We assume the following:

```   I(t) = (O * A(t)) * P
= A(t) * P

where I(t) = data image frame of movie
O = object, a point source
A(t) = atmosphere PSF of each frame
P = constant PSF of telescope
* = convolution
```

This convolution process is illustrated below, where the boxes outlined in grey are known quantities, and P is to be determined: The iterated procedure is:

```   A(t) = I(t) *' P
P(t) = I(t) *' A(t)
P' = f({P(t)})

where P(t) = 'partial' telescope PSF of each frame
P' = new PSF
f = some function of all P(t)
*' = deconvolution via Lucy-Richardson
```

As a comparison/alternative to this procedure, we also use the autocorrelation procedure from Labeyrie 1970 :

```                    I(t) = O * (abs(F(PP)))^2
= (abs(F(PP)))^2

F(I(t)) = AC(PP)
(abs(F(I(t))))^2 = (abs(AC(PP)))^2
Sum((abs(F(I(t))))^2) = Sum((abs(AC(PP)))^2)

where PP = telescope pupil
F = Fourier transform
abs = absolute value (magnitude)
AC = autocorrelation
Sum = summation
```

The overall procedure is contained in the IDL program psfiter.pro. The steps are:

1. A 256 frame subset of the 8192 frame movie was extracted and saved in data.movie. A 'best' PSF was created by registering all 8192 frames of the movie so that the brightest pixel was in the center of the frame, sorting the registered frames based on the value of the brightest pixel, and then summing the top 500 frames. A starting PSF was created by shifting and adding all 256 frames of the subset movie.

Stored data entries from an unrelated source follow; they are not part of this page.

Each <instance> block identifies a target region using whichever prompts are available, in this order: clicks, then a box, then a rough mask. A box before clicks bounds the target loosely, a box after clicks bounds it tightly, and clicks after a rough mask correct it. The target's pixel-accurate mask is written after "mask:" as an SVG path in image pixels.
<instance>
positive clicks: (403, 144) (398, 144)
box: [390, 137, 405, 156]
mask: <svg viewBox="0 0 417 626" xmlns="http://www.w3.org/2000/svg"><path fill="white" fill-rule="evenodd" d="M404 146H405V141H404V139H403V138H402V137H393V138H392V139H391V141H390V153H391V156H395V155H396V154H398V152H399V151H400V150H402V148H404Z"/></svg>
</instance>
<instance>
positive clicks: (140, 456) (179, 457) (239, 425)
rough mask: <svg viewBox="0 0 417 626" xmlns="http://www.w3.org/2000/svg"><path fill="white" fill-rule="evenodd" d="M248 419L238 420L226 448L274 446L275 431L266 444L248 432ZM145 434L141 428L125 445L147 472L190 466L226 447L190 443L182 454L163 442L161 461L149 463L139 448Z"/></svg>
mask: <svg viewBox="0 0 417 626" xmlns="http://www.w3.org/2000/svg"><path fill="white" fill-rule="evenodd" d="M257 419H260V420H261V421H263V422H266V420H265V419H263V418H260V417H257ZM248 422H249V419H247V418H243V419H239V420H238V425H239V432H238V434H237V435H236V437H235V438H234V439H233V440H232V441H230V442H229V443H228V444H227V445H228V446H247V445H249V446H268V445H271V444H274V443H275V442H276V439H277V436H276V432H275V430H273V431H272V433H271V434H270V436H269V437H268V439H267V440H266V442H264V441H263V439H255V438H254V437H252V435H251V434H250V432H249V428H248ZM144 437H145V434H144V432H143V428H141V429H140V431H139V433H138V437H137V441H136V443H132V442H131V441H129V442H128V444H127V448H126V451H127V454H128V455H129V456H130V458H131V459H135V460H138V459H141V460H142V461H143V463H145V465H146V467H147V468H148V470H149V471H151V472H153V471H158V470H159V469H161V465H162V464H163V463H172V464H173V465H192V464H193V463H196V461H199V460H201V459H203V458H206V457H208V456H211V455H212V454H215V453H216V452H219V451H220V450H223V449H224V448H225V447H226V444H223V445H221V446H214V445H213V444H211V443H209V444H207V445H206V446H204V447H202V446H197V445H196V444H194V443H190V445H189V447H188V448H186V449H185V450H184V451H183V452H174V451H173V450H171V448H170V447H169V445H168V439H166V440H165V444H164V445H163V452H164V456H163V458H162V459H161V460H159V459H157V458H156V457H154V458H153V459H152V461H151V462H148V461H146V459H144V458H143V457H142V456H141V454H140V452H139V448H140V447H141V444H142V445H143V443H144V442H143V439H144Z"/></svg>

These PSFs, normalized to a total of 1, are presented below: The goal of this test was to see if the iterated procedure would transform the starting PSF into something that looked like the 'best' PSF.

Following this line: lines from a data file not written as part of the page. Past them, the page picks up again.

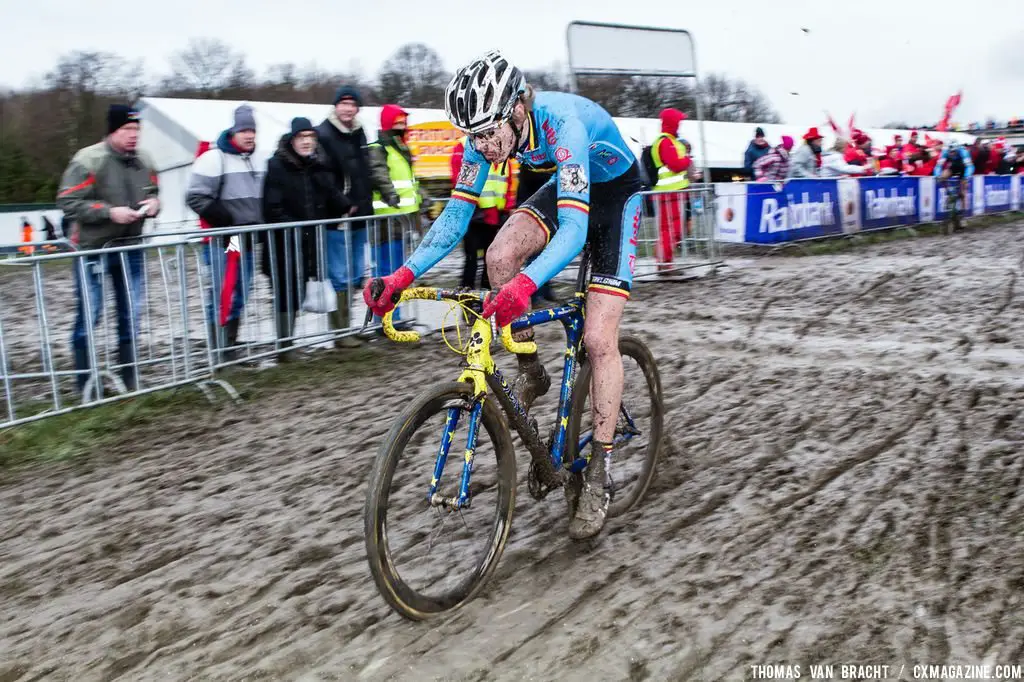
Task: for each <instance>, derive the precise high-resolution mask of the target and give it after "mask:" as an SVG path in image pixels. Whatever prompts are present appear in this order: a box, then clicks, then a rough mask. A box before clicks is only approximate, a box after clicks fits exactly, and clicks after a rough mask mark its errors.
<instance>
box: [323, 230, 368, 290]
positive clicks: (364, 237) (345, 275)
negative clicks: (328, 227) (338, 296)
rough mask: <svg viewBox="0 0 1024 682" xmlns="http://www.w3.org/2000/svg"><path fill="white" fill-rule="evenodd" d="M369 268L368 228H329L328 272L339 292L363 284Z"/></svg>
mask: <svg viewBox="0 0 1024 682" xmlns="http://www.w3.org/2000/svg"><path fill="white" fill-rule="evenodd" d="M366 269H367V228H366V227H361V228H359V229H349V230H343V229H328V230H327V272H328V276H329V278H331V286H332V287H334V290H335V291H336V292H338V293H339V294H340V293H341V292H343V291H345V289H346V288H347V287H348V286H351V287H352V289H357V288H359V287H360V286H361V285H362V273H364V272H365V271H366Z"/></svg>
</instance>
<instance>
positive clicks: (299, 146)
mask: <svg viewBox="0 0 1024 682" xmlns="http://www.w3.org/2000/svg"><path fill="white" fill-rule="evenodd" d="M316 147H317V134H316V129H315V128H313V125H312V124H311V123H310V122H309V119H306V118H301V117H299V118H295V119H292V128H291V131H290V132H289V133H288V134H286V135H283V136H282V138H281V141H280V142H279V143H278V151H276V152H275V153H274V155H273V157H271V158H270V161H269V162H267V166H266V177H265V179H264V182H263V193H262V197H263V202H262V203H263V216H264V217H265V219H266V221H267V222H302V221H306V220H318V219H322V218H324V219H326V218H338V217H340V216H344V215H346V214H347V213H348V212H349V209H351V207H352V205H351V203H350V202H349V201H348V199H347V198H346V197H345V195H343V194H342V193H341V190H340V189H338V186H337V184H336V183H335V181H334V175H333V174H332V172H331V170H330V169H329V168H328V167H327V166H326V165H325V164H324V163H323V162H322V161H321V159H319V158H318V157H317V155H316ZM316 239H317V238H316V227H314V226H313V227H295V228H285V229H276V230H267V231H266V233H265V243H264V249H263V253H262V258H261V259H260V269H261V270H262V272H263V274H265V275H266V276H267V278H269V279H270V282H271V289H272V291H273V302H274V322H275V329H276V333H278V338H279V339H280V340H281V348H282V349H289V348H291V347H292V341H291V339H290V337H291V336H292V334H293V330H294V326H295V314H296V312H297V311H298V309H299V307H300V306H301V305H302V297H303V294H304V292H305V287H306V281H307V280H309V279H310V278H312V279H315V280H321V279H323V275H326V272H321V271H319V263H318V262H317V261H318V259H317V258H316ZM271 253H272V255H273V258H272V259H271ZM299 257H301V258H300V259H298V260H297V258H299ZM341 298H342V297H339V301H338V303H341ZM344 300H345V303H346V310H345V314H346V318H347V315H348V310H347V303H348V298H347V297H344ZM346 327H347V324H346ZM356 345H357V344H356ZM293 352H294V351H291V350H283V351H282V353H281V355H280V356H279V357H280V359H281V361H289V360H291V359H293V357H294V355H293Z"/></svg>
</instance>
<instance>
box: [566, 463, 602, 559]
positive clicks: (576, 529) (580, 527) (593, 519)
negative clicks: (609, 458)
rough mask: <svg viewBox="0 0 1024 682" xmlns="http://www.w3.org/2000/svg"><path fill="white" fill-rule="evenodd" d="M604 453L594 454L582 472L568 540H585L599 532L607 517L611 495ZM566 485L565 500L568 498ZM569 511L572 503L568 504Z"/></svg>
mask: <svg viewBox="0 0 1024 682" xmlns="http://www.w3.org/2000/svg"><path fill="white" fill-rule="evenodd" d="M606 467H607V465H606V459H605V457H604V453H601V454H598V453H596V452H595V453H594V454H593V455H592V456H591V458H590V464H588V465H587V468H586V469H585V470H584V475H583V485H582V488H581V489H580V493H579V496H577V503H575V510H574V513H573V514H572V518H571V519H570V520H569V538H572V539H573V540H586V539H587V538H593V537H594V536H596V535H597V534H599V532H601V528H603V527H604V519H605V517H606V516H607V515H608V507H609V506H610V504H611V495H610V491H609V488H608V472H607V468H606ZM567 488H568V484H566V493H565V497H566V499H568V498H569V492H568V489H567ZM569 507H570V509H571V507H572V503H571V501H570V502H569Z"/></svg>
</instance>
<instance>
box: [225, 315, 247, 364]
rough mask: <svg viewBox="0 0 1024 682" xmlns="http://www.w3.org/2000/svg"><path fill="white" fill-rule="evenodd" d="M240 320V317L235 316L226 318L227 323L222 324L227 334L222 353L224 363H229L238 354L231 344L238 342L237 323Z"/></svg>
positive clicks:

2. 10 iterations of the procedure were used to create a series of PSFs. At each step, 10 iterations of Lucy-Richardson deconvolution were performed. The function f({P(t)}) is the simple sum of all P(t). The first few results, normalized to a total of 1, are shown below (steps 0-5): However, the iterated PSFs do not approach the 'best' PSF, but instead appear to approach a delta distribution. This is an unfortunate consequence of the fact that a delta distribution is a trivial solution of the equation I(t) = A(t) * P, in which case the A(t) should also approach the input data I(t). This is indeed the case, as can be seen by a comparison of one frame of I(t) and the final A(t): 3. The Labeyrie autocorrelation was calculated and compared to the final value of P. In this case, there is good agreement between the two results: also shown here at a stretched scale: Unfortunately, the Labayrie autocorrelation does not include phase information, so that it is not possible to reconstruct a non-symmetric PSF from this pupil function. Nevertheless, we believe that placing an appropriate constraint on the function f({P(t)}), or on the intermediate values A(t), will prevent the solution P from degrading to the trivial result.

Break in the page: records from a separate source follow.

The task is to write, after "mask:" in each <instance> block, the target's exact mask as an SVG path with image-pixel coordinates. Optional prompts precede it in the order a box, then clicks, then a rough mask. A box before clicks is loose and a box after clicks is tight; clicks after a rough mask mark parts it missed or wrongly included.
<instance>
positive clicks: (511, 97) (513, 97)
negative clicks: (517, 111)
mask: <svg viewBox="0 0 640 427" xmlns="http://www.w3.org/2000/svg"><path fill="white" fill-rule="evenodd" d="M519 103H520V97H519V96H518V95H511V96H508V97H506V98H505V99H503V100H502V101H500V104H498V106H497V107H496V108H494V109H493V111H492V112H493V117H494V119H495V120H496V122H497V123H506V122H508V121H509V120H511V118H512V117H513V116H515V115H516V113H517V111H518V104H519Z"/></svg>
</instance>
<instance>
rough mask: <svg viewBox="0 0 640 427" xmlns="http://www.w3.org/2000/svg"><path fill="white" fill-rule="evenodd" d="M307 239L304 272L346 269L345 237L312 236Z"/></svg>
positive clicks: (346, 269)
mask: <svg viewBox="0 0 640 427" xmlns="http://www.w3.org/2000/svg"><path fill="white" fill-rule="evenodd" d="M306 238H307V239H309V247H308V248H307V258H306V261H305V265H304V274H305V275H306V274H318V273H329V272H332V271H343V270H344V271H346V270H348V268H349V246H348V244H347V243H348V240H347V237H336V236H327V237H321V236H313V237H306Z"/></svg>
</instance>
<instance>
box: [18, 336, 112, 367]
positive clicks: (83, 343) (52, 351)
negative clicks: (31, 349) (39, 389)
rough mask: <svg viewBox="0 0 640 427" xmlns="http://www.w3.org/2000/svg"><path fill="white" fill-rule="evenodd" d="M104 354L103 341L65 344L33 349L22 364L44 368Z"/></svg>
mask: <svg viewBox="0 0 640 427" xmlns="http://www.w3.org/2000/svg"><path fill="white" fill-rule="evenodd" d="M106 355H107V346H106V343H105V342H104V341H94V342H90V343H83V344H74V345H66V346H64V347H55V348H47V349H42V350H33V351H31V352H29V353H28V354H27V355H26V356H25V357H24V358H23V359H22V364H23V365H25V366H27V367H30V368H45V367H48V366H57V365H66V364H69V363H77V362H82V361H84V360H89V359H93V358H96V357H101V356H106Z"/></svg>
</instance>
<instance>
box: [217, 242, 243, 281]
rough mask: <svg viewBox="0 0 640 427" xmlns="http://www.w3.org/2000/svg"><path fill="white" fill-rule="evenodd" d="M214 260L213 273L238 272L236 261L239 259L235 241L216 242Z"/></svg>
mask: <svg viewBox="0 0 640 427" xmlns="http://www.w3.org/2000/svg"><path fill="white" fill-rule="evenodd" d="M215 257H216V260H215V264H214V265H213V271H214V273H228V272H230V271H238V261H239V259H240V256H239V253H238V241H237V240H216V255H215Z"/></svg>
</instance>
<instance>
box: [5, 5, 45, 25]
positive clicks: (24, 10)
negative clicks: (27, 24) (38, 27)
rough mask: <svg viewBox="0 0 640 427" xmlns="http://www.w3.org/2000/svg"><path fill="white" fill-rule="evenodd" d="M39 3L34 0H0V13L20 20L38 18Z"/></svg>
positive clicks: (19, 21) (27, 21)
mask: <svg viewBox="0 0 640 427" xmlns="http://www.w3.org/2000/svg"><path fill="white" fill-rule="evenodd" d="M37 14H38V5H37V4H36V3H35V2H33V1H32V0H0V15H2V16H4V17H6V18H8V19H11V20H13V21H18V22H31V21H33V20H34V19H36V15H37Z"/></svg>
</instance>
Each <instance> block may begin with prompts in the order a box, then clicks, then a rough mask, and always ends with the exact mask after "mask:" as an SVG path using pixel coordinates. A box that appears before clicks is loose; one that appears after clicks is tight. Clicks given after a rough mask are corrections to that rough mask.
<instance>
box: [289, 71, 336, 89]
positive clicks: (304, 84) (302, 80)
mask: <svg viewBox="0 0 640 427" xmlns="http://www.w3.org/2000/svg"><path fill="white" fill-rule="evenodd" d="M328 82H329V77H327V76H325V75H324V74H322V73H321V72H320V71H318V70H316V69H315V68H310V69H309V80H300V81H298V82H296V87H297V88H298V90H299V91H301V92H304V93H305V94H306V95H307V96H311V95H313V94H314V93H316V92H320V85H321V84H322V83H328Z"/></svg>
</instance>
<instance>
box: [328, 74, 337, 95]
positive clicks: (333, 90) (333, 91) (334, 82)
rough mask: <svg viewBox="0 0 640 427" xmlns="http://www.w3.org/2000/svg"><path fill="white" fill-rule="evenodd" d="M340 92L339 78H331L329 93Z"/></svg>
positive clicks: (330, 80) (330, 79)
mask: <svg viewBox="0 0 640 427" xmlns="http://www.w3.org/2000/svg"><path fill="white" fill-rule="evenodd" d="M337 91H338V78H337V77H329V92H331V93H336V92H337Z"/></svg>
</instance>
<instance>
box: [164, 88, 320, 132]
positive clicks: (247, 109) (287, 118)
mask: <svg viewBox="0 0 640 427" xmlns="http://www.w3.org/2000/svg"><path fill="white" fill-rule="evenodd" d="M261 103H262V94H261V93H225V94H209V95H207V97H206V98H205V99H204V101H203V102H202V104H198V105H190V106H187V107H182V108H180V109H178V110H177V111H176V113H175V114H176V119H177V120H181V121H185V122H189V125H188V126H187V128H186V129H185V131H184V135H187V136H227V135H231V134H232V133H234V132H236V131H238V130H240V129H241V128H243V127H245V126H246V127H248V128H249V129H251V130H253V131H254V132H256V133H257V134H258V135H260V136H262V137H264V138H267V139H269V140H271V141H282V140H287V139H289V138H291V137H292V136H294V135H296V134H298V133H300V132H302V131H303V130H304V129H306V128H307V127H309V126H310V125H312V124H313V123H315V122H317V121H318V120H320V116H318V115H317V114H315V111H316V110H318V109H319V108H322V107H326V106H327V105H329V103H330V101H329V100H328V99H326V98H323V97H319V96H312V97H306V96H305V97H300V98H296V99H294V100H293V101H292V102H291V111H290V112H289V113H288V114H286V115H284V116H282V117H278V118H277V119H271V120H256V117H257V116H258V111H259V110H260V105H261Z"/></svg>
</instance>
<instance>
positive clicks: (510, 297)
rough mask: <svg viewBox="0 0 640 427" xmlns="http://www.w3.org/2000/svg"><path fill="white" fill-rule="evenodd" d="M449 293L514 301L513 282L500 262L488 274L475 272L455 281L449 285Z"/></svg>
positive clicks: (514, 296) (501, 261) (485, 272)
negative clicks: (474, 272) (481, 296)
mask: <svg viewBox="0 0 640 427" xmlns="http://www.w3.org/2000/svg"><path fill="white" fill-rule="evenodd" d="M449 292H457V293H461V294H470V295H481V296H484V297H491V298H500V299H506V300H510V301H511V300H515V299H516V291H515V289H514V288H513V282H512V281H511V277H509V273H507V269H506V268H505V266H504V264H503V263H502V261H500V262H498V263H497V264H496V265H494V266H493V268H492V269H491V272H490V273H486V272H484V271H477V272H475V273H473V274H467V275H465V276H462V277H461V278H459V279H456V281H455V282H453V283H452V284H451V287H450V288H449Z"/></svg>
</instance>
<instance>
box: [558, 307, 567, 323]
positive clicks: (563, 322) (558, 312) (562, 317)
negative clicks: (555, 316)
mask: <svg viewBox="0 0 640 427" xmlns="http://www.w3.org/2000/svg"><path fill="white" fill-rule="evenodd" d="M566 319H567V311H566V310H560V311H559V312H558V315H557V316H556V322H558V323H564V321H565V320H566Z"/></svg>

We have found that other methods of constructing a sequence of better PSFs (e.g. evolution of a population of PSFs via a genetic algorithm) also converge toward a delta distribution without the use of constraints. Possible constraints on A(t) include that they be non-negative and real. However, in the case of the above test, all iterated values of A(t) were non-negative and real, due to the Lucy-Richarson deconvolution method used. Obviously, further investigation and experimentation is required.

 'Attainment of Diffraction Limited Resolution in Large Telescopes by Fourier Analysing Speckle Patterns in Star Images', A. Labeyrie, Astron. & Astrophys. 6, 85-87 (1970).